Here, m is the mass of the crate, $W_{1min}$ is the total work done in one minute, g is the acceleration due to gravity, and d is the distance at, the crate is moved.

Substitute all the values in the above, 

$$\begin{gathered} N_{1min}=\frac{\left(0.50 \mathrm{hp}\right)\left(746 \mathrm{W}/\mathrm{hp}\right)}{30 \mathrm{kg}\left(9.8 \mathrm{m}/{\mathrm{s}}^2\right)\left(0.9 \mathrm{m}\right)} \\ =1.41 {\mathrm{s}}^{-1}\left(\frac{60 \mathrm{s}}{1 \min }\right) \\ =84.58 {\min }^{-1} \end{gathered}$$ 

Thus, the number of crate loaded in 1 minute for average power 0.50 hp is $84.58 {\min }^{-1}$ .

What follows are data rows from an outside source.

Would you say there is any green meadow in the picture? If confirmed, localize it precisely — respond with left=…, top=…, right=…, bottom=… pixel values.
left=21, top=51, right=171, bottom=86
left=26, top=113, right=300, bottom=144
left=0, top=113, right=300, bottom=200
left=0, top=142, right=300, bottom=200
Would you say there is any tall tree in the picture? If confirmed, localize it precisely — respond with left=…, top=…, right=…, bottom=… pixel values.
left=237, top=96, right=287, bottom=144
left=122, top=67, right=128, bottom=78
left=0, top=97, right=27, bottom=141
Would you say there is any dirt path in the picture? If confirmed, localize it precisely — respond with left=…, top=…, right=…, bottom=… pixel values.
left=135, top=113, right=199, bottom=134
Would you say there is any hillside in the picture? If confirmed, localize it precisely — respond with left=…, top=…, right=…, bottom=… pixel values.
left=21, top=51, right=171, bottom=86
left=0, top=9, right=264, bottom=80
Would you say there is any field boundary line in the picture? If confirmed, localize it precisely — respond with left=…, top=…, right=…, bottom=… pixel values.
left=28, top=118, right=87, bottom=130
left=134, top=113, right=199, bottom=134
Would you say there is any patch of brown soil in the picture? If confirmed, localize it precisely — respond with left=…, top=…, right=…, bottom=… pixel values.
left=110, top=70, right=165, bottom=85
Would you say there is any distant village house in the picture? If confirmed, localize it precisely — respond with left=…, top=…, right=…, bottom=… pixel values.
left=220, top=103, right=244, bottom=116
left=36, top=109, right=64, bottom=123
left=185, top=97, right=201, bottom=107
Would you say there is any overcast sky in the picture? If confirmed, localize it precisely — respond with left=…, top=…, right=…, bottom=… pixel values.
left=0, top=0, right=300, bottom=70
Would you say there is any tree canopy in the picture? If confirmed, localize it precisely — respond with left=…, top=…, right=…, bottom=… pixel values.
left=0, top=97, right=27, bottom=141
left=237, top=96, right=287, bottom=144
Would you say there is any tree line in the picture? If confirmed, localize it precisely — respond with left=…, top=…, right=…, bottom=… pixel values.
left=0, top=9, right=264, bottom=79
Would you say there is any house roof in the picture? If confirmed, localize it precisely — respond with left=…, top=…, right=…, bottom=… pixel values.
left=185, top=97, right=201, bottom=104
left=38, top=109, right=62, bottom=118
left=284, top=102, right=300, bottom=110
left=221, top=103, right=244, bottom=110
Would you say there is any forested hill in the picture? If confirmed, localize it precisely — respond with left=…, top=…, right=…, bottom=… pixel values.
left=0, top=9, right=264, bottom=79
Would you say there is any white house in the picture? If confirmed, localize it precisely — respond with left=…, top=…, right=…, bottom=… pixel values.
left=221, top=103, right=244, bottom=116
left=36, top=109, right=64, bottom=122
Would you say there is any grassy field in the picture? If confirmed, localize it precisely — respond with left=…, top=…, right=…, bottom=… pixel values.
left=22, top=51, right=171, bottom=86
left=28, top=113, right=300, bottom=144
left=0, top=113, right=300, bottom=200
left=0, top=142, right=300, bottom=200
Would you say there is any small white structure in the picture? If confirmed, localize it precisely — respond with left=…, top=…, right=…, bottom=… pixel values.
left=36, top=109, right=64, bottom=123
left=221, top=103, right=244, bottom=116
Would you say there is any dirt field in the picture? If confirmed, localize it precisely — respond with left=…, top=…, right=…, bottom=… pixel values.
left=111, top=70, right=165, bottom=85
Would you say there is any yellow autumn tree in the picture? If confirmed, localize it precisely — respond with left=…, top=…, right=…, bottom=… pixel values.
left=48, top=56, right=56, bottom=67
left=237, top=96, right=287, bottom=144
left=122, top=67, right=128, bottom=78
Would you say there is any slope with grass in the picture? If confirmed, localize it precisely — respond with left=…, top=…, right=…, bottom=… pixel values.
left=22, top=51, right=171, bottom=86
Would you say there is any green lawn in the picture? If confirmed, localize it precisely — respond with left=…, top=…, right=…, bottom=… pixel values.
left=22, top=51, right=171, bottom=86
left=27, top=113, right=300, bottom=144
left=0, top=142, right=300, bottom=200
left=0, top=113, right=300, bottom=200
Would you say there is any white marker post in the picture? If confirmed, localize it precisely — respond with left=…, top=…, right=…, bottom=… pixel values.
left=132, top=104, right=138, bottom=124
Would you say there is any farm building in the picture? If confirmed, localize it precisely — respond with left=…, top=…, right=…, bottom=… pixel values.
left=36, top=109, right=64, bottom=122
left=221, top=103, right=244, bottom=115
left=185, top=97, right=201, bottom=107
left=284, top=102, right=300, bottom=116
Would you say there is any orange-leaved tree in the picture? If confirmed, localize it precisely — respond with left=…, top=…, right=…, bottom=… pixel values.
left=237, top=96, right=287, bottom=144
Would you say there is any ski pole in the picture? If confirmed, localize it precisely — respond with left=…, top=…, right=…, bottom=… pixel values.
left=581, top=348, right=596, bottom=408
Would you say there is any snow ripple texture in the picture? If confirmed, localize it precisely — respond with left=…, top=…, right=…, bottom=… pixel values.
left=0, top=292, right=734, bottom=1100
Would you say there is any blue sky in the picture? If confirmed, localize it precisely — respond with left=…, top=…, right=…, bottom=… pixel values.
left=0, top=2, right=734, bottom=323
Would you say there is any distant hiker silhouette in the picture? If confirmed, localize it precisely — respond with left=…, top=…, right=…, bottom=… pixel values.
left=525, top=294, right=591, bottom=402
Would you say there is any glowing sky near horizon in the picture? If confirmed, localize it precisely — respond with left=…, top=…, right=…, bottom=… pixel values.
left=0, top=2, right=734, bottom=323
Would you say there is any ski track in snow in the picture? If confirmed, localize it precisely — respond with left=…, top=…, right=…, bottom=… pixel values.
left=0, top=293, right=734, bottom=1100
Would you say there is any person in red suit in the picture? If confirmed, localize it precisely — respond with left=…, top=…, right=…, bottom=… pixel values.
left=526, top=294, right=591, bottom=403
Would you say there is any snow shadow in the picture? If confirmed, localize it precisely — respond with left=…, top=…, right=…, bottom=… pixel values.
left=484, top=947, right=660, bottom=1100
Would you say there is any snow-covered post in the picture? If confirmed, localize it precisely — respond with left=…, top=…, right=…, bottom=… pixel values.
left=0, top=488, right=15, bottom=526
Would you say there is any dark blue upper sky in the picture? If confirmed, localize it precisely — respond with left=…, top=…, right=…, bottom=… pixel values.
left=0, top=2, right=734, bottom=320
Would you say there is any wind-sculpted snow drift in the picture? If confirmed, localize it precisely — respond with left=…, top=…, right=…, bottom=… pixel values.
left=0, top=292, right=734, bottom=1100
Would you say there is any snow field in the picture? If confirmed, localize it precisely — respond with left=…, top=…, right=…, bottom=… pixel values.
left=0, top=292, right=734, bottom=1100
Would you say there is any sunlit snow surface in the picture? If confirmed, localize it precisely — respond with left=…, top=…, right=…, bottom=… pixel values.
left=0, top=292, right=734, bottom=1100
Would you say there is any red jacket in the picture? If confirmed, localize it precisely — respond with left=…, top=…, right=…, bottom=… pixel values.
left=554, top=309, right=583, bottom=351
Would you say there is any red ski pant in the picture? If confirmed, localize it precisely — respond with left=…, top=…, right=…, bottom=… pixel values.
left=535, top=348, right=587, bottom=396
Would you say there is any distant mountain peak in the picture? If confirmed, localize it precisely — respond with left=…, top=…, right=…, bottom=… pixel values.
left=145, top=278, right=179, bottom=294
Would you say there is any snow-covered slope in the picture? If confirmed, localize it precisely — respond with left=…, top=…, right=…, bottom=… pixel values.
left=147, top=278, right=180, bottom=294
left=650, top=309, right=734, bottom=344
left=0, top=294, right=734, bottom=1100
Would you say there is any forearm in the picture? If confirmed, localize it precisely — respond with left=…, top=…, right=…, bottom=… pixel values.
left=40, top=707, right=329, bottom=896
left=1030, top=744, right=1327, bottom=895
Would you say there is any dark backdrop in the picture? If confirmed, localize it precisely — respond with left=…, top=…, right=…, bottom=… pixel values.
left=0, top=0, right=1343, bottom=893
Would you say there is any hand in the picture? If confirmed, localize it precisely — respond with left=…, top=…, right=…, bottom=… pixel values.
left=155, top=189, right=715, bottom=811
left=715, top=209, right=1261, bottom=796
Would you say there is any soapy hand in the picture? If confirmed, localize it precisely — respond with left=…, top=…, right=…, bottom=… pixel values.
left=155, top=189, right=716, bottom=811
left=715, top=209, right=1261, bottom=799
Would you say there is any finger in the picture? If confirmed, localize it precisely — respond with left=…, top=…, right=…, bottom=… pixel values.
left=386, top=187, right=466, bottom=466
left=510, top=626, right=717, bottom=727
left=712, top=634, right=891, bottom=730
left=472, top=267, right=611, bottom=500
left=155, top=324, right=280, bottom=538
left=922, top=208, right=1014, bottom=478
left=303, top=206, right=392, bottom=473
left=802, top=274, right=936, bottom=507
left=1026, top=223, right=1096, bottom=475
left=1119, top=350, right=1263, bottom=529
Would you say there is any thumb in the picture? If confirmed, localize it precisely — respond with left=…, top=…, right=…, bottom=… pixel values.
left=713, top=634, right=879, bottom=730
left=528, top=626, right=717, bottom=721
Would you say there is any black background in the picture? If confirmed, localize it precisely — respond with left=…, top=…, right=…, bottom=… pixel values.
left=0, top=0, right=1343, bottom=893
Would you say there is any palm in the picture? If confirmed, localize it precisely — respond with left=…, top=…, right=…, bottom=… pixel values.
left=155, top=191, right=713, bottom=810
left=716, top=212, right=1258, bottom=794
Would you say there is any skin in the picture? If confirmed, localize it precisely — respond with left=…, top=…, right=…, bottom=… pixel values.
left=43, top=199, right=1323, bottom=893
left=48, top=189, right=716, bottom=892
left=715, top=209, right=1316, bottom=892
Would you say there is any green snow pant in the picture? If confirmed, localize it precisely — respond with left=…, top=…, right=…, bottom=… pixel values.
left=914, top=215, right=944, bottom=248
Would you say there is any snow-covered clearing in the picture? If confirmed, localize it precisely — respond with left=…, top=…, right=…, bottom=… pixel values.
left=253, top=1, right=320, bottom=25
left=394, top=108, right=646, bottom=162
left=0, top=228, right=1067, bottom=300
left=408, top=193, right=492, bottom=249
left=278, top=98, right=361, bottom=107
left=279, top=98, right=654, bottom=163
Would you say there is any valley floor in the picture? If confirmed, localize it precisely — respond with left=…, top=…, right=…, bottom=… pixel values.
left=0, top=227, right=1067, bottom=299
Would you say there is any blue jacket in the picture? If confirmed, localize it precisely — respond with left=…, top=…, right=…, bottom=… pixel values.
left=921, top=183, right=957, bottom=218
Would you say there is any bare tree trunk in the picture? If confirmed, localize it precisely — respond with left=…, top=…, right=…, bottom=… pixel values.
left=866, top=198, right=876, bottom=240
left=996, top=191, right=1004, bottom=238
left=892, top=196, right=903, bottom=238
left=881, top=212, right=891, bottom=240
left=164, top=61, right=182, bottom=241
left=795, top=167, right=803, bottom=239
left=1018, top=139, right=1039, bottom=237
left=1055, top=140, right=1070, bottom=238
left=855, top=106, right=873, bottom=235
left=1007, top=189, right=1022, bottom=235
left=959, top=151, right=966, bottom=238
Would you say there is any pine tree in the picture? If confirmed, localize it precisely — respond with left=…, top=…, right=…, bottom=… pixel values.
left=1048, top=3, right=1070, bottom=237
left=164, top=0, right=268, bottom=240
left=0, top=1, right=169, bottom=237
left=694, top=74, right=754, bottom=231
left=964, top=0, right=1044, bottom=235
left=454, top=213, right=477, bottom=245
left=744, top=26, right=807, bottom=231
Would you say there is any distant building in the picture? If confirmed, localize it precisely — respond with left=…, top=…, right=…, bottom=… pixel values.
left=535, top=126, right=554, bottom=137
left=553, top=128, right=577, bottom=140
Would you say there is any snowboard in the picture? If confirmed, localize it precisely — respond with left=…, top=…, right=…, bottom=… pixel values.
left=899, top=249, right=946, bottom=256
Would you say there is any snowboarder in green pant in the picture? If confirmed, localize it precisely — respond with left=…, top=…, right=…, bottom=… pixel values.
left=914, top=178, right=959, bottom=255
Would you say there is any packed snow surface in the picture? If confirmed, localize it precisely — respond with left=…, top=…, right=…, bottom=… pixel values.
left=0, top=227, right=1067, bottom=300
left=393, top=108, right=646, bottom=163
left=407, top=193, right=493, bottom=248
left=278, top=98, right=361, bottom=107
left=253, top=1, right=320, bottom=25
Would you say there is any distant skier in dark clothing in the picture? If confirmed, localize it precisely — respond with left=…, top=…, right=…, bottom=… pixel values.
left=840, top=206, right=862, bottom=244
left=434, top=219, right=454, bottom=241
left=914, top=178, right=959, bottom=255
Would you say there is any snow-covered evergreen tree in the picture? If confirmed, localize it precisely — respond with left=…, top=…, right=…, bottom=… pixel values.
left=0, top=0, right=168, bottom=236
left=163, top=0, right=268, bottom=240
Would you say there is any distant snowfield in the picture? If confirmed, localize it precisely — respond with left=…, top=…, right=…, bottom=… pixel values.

The number of crates loaded in one minute is given by,

$$\begin{gathered} N_{1min}=\frac{W_{1min}}{mgd} \\ =\frac{P_{av}}{mgd} \end{gathered}$$ 

Substitute all the values in the above,

$$\begin{gathered} N_{1min}=\frac{\left(100 \mathrm{W}\right)}{30 \mathrm{kg}\left(9.8 \mathrm{m}/{\mathrm{s}}^2\right)\left(0.9 \mathrm{m}\right)} \\ =0.38 {\mathrm{s}}^{-1} \left(\frac{60 \mathrm{s}}{1 \min }\right) \\ =22.68 {\min }^{-1} \end{gathered}$$  

Thus, the number of crates loaded in 1 minute for average power 100 W  is  $22.68 {\min }^{-1}$